Great roads to ride on here in South-Central Ky
Training Thoughts:  
In thinking about what to write about I thought I would touch on diet - or specifically why it is a good time to try being fat adapted, I did write on this, LCHF, some in Training Overview #24 and here  Now when I say “diet” I use the word as it was originally used in that it refers to how we, or a group, eat and not as it is used today to refer to some eating plan or protocol.  I bring up this subject realizing there are many that will greatly disagree with me and in the cycling community even more disagree with it but that is fine as I now it has worked for me.  The subject I will touch on is working to be “fat adapted” or maybe a better term is working to have “metabolic flexibility”.  I say “metabolic flexibility” as the goal is not simply to be able to use fat as fuel efficiently, that is part of it, but also to use carbs when needed and then be able to move back to fat, thus the flexibility.
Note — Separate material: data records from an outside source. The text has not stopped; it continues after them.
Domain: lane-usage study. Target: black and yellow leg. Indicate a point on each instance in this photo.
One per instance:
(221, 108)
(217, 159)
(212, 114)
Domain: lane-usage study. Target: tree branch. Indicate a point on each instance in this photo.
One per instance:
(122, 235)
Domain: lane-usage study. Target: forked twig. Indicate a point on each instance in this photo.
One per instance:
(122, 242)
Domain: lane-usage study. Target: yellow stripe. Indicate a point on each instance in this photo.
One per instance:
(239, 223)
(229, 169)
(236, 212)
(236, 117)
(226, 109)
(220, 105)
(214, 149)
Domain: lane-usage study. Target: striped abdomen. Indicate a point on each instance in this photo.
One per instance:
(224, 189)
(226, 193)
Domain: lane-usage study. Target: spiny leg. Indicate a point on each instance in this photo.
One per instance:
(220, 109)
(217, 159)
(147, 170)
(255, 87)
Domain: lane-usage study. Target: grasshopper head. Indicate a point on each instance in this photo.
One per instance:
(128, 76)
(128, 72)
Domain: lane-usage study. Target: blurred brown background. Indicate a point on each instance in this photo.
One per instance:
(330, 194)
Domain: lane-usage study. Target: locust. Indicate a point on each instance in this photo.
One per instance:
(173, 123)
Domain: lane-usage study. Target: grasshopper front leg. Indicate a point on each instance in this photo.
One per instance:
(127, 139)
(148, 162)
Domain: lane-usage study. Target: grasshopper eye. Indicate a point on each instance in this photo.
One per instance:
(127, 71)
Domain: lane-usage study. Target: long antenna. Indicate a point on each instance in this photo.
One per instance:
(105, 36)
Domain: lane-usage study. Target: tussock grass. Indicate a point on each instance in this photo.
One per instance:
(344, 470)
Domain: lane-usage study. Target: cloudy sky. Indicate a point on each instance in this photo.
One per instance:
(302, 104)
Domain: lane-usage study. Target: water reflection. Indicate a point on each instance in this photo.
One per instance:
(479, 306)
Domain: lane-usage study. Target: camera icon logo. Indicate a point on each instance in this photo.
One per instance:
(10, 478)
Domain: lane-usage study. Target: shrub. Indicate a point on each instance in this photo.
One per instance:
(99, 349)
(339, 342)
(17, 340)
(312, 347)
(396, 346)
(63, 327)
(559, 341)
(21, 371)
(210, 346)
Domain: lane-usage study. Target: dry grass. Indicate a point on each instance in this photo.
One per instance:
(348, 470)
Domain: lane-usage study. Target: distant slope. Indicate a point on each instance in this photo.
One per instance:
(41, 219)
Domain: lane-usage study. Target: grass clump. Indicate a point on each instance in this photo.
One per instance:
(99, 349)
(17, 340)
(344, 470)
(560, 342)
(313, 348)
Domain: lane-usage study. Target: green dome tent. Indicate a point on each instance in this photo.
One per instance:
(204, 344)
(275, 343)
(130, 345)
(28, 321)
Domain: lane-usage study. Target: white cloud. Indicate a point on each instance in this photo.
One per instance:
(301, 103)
One reason to bring this up now is that one of the usual arguments against working to be fat adapted is that people do not want to take the time (it does take time), effort and possible drop in performance while transitioning.  That said, with pretty much no racing for the next few months, or more, for most people that argument becomes less of an issue. Now is a great opportunity to give it a try.  As I talk about being fat adapted I am not going to get into all the nuances and things you can do but give you an overview, benefits and resources you can look into.  The bottom line is that now is a good time to give it a try and if it does not work for you at least you will know from experience rather than an assumption and if it works you are at a good place to move forward to fine tune how you eat to enhance being fat adapted.

First, some may wonder why does one even need to be fat adapted when for years we all have relied on carbs.  Actually that is a pretty easy answer and that is we have far more fat storage than we have carb storage – which is why when you rely on carbs you have to replenish so often - and while carbs may burn easier they are limited.  If your body seeks to use carbs it will in general have a tough time moving to use fats when carbs are used up - again forcing the carb burner to continually seek to replenish the carbs by downing gels, chews and other carb sources.  However, if you can move to being a fat burner and gain metabolic flexibility you can rely on an almost endless supply of energy in fat and then in times when carbs are needed do so and then move back to fats.  This leads to needing far fewer calories to be ingested and that not only makes things easier it can also greatly help with what many endurance athletes suffer from – gastric distress.

Another reason to move to working to gain metabolic flexibility is that you can use the fuel source that best aligns with your effort.  For running ultras fat adaption is great as for most running ultras largely entails steady state running with very few surges.  Now there are those that race and may need a surge and at those times, or maybe if you have a particularly hard section of a race, you can ingest carbs as required and after that section, or effort, is completed go back to fat burning.  This, as already stated, leads to far less caloric intake than when one relies solely on carbs.  I know from experience that this is so having run for many years and starting running in a carb centric world.  I want to interject that for cycling there may be some nuances that require more carbs than say an ultra runner but still metabolic flexibility is very helpful.  In cycling if you do triathlons or ride fondos or centuries but do them at a constant steady pace you may not need as many carbs.  However, if you race you will find that if you are metabolically flexible your carb intake will be higher but I would say much less than if all you rely on are carbs alone.  In cycling races there are often surges and then back to constant steady pace so there may  be a need to intake more carbs than you would on a steady ride but again much less than if are not metabolically flexible since when you go back to the steady state ride after a surge you can go back to fat burning.  I will admit this change in pace can make figuring out the quantity and form of carbs to intake a little more difficult it can be done and now is the time to do it.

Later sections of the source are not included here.